I am wondering if I read this correctly:
To reach such tiny geometries, self-aligned quadruple patterning (SAQR) and EUV lithography is used.
So they are using EUV which supposedly has long exposure times due to output power problems from the light source through the mask to the wafer, and they are quad-patterning it? Are they using the term "quad-patterning" to mean that they are using four different masks for each layer and then exposing each one? With a 13nm light source why do they need to quad-pattern a 7nm feature size? And how long would that actually take in a real fab? Everyone is moaning about double-patterning using a 193nm light source on 20nm and smaller and the effect on throughput (and thus on cost). I thought one of the wonderful things about EUV was that you could get rid of double-patterning, but if this article is to be believed (and I'm reading it correctly) they are actually taking a much slower lithography patterning machine (EUV) and then using four masks per layer... which seems like it would take so long that it never be commercially viable... and I'm not sure that I understand why you even need to do anything this complex.
Anyway, it's interesting.... it just seems perplexingly complex and extremely far from commercialization in a high volume fab that needs higher wafer throughput to maintain cost effectiveness.
As always, I am not speaking on behalf of my employer, and my opinions are my own.

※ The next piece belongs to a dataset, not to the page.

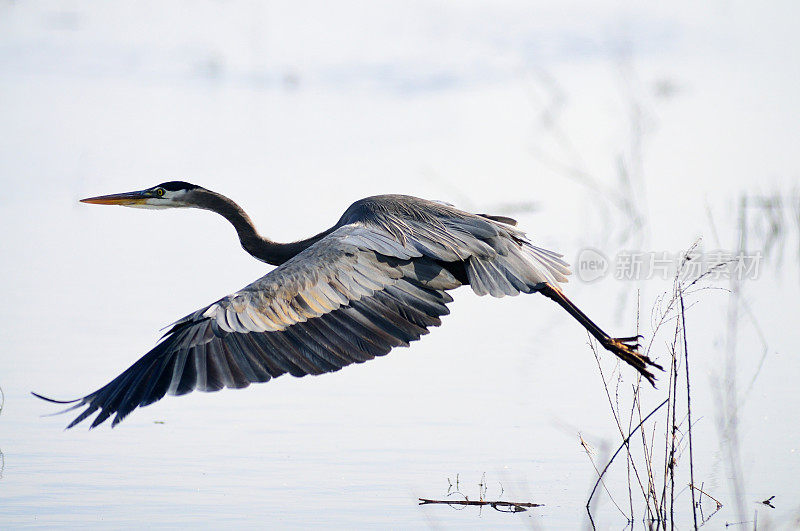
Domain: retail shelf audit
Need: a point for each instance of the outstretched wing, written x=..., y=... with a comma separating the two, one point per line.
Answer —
x=366, y=288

As background reading, this link talks about the problems of exposure times on EUV:
http://spectrum.ieee.org/semiconductors/devices/euv-chipmaking-inches-forward
and this one talks about the talks about the way node sizes are named - something that IDC has been talking about for years but I only finally understood what he was saying fairly recently - and problems at 14nm and below:
http://spectrum.ieee.org/semiconductors/devices/the-status-of-moores-law-its-complicated
And by the way, while I'm posting up about EUV, I would just like to point out that the way that the light source is made - by dropping molten tin into a high power laser beam which vaporizes the tin and creates 13.5nm ultraviolet light seems completely crazy to me. I understand that this is where the industry is headed, but as a source of light dropping molten metal into a laser beam while you have a jet of hydrogen gas to steer the drops seems completely Rube-Goldbergian to me. It might be practical, it might be necessary, but it still seems like "you have to be kidding me... really? that's the way it works?".